Summary of the invention
Object of the present invention is exactly to provide a kind of MapReduce platform towards magnanimity multi-medium data based on GPU in order to overcome the defect of above-mentioned prior art existence.
Object of the present invention can be achieved through the following technical solutions: a kind of MapReduce platform towards magnanimity multi-medium data based on GPU, utilize computer cluster to realize the computing to image/video retrieval tasks, in each computer cluster, be provided with a plurality of CPU and GPU, it is characterized in that, described platform is based upon on CUDA and HDFS, comprise platform driver and work submodule, described platform driver adopts MapReduce computation model, primary control program on dispatching clustered node is some Map tasks by image/video retrieval process division of tasks, the data of described Map task are stored in HDFS, during each Map task start, utilize the listed files that platform driver imports into obtain task data, and calculate concrete distribution of computation tasks to described work submodule, task is distributed to GPU to task dispatcher in described work submodule or CPU processes, local library libhdfs.so by HDFS in calculation processes obtains the required data of calculating, HDFS afterwards writes direct the data after computing.
Between described platform driver and work submodule, adopt Protocol Buffer serializing agreement as host-host protocol, to simplify the complicacy of exchanges data between the two, utilize JNI technology to carry out alternately, with the high efficiency that guarantees that it is mutual simultaneously.
Described platform driver is used Java language to write, and is realization and the expansion of Hadoop framework in concrete application.
Described work submodule is based upon and on CUDA basis, uses C/C++ and CUDA-C language compilation.
Described work submodule adopts distributed caching technology in calculation processes, and the Internet Transmission of HDFS while realizing the image/video retrieval process algorithm with data unchangeability to reduce improves the performance of whole cluster.

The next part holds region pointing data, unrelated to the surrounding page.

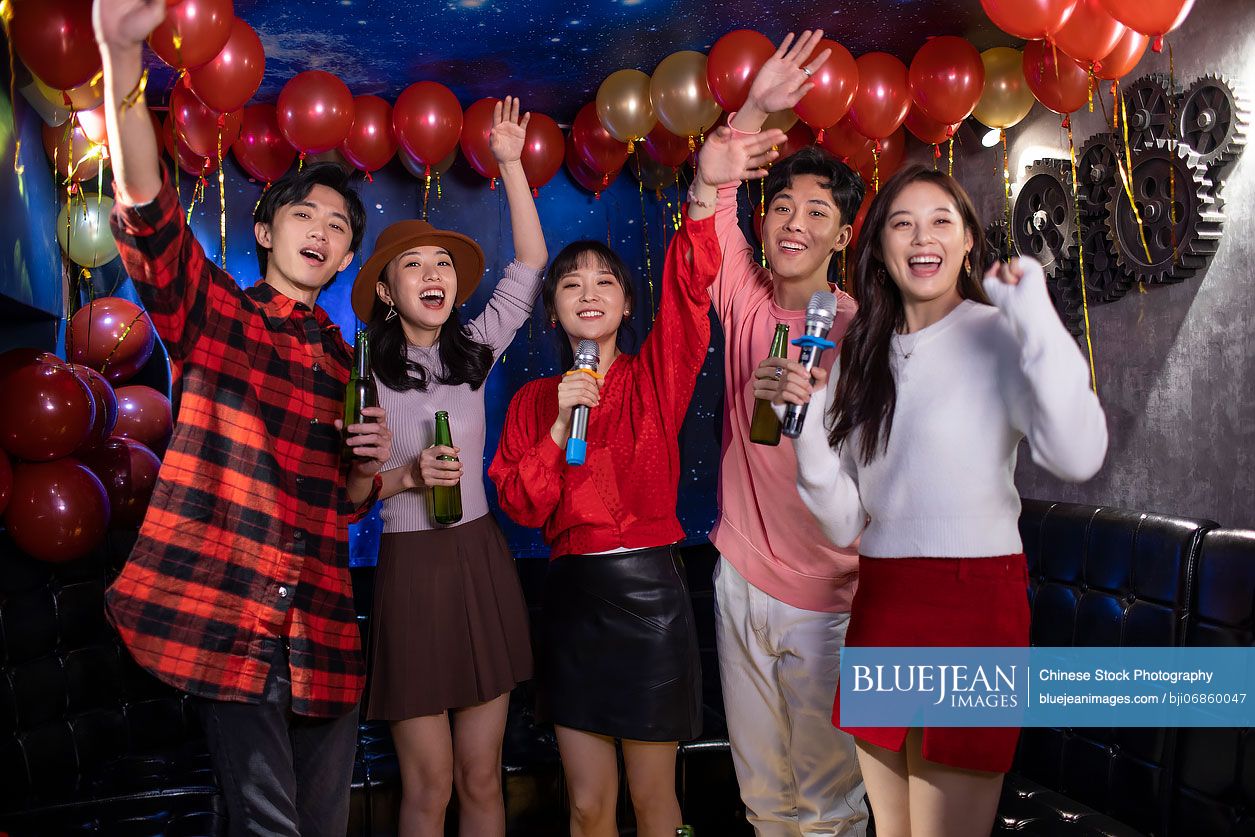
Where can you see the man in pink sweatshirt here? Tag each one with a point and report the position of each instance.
(782, 589)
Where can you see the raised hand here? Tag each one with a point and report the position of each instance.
(124, 24)
(728, 156)
(508, 132)
(786, 77)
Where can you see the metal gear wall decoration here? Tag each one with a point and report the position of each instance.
(1044, 216)
(1150, 103)
(1214, 122)
(1199, 222)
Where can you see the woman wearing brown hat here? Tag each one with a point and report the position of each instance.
(449, 635)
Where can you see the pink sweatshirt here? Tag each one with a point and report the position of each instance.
(763, 528)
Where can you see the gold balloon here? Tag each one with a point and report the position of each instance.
(1007, 97)
(80, 98)
(83, 230)
(650, 172)
(782, 119)
(682, 95)
(624, 106)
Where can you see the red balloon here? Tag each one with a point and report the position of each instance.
(1153, 18)
(596, 147)
(1029, 19)
(836, 83)
(315, 112)
(946, 79)
(428, 121)
(542, 151)
(476, 128)
(112, 335)
(187, 159)
(54, 39)
(582, 173)
(106, 404)
(796, 138)
(144, 415)
(1121, 60)
(58, 510)
(1089, 33)
(892, 151)
(230, 79)
(128, 471)
(49, 414)
(92, 122)
(884, 95)
(732, 65)
(5, 481)
(665, 147)
(370, 142)
(1057, 80)
(203, 25)
(261, 148)
(847, 144)
(77, 157)
(205, 132)
(929, 131)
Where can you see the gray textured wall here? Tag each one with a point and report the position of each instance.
(1175, 364)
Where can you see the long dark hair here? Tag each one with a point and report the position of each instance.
(466, 360)
(866, 397)
(567, 261)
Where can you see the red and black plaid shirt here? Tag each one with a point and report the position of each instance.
(246, 537)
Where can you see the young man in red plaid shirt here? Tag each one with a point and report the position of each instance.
(237, 590)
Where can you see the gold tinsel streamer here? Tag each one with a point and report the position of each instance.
(1172, 147)
(1007, 195)
(1126, 176)
(222, 200)
(644, 235)
(6, 18)
(1081, 256)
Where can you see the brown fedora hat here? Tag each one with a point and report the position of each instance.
(405, 235)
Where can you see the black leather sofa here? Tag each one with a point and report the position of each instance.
(90, 744)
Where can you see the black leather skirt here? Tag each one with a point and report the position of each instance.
(620, 654)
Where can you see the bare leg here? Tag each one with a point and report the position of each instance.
(477, 733)
(949, 801)
(591, 781)
(424, 751)
(650, 768)
(887, 781)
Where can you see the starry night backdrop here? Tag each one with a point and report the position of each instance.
(554, 55)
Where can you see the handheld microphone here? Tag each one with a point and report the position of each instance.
(820, 314)
(586, 358)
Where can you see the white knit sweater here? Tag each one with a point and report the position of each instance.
(969, 388)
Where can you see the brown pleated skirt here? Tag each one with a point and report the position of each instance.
(449, 623)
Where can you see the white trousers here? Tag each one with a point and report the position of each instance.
(779, 665)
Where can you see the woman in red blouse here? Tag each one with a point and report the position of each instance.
(619, 658)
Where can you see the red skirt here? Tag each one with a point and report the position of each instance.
(954, 602)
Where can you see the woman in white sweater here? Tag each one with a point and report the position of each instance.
(940, 377)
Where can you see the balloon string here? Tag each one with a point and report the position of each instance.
(1126, 176)
(1007, 195)
(1081, 260)
(1172, 147)
(222, 198)
(6, 18)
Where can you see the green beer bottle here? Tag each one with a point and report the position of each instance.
(446, 500)
(360, 390)
(764, 428)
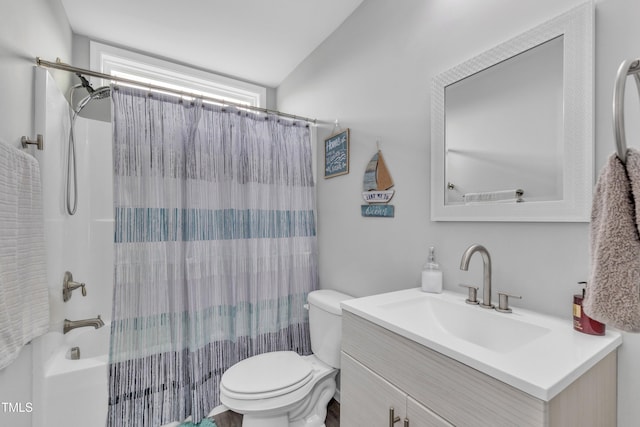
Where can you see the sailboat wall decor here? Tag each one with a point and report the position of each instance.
(377, 190)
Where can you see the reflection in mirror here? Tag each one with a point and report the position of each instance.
(517, 117)
(503, 127)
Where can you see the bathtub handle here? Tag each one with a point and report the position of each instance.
(68, 286)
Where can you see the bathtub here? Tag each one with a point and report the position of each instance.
(75, 392)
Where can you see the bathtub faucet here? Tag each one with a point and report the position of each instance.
(73, 324)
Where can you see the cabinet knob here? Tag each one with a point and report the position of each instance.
(392, 417)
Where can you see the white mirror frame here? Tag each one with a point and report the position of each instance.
(577, 27)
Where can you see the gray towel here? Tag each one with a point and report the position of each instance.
(613, 289)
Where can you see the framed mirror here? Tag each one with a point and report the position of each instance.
(512, 128)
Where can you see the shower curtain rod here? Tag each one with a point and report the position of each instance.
(58, 65)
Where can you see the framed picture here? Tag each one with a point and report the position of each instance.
(336, 154)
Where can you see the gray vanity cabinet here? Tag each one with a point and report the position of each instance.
(370, 399)
(381, 369)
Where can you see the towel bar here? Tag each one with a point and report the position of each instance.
(628, 67)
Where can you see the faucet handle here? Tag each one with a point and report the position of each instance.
(503, 302)
(473, 293)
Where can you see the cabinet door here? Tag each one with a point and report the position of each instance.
(365, 398)
(421, 416)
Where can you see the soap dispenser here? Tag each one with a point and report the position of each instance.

Described platform driver is in charge of the soft and hardware resource of platform, controls the workflow of platform, and its groundwork comprises the startup, cutting, scheduling, fault-tolerant processing of task etc.; Described work submodule be main image, video frequency searching Processing Algorithm as the realization of feature point extraction, cluster etc., born calculation task the heaviest in platform.Different work submodules are under the management of platform driver, and certain task that mutually cooperated, is meanwhile keeping again mutual independence between them, be beneficial to maintenance and the expansion of platform.
Compared with prior art, the present invention is a set of complete magnanimity multi-medium data analysis theories and technical system, by this platform of the present invention, can realize the high-performance treatments of magnanimity multi-medium data, to meet the many services demands such as video content analysis, video frequency searching, image retrieval and event detection, can not only greatly improve computing velocity, can also guarantee computational accuracy simultaneously.
Accompanying drawing explanation
Fig. 1 is framework schematic diagram of the present invention;
Fig. 2 is the high-level schematic functional block diagram of platform driver of the present invention;
Fig. 3 is the high-level schematic functional block diagram of work submodule of the present invention.
Embodiment
Below in conjunction with the drawings and specific embodiments, the present invention is described in detail.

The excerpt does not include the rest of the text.